Investors simply hate Freeport’s $20bn oil-gas buy

Investors dump over 150 million shares

Investors were taking chunks out of Freeport-McMoRan Copper & Gold Inc (NYSE:FCX) stock on Wednesday, after the company announced a $20 billion deal that would see the miner re-enter the oil and gas business.

Freeport is buying Plains Exploration Production, a shale and gulf oil player, for $6.9bn in cash and stock and is buying back McMoRan Exploration, a deep sea drilling company, which it spun off 18 years ago for $3.4bn in cash.

The acquisitions mean that next year the company – the largest publicly traded copper producer – would make almost 75% of its earnings from oil and gas.

By the close the Phoenix-based company traded down 16 at $32.16 in New York, near its lows for the day.

A staggering 152.5 million shares in the $30.5 billion company had changed hands compared to the daily average of 12 million.

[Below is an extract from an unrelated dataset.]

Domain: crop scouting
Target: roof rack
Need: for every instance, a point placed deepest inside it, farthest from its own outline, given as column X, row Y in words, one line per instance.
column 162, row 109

Freeport is most closely associated with Grasberg,  the world’s largest copper and gold mine situated in Indonesia, which accounts for the bulk of its profits and has been a cash cow for the company since the 1970s.

Indonesia has been eyeing a bigger stake in the massive mine for a long time, while Freeport has experienced ongoing labour issues and clashes with a separatist movement at the remote site in the poor West Papua province of the Asian nation.

Today’s deal may indicate a change in the status of Grasberg could be looming, pushing the company to quickly diversify out of copper and gold.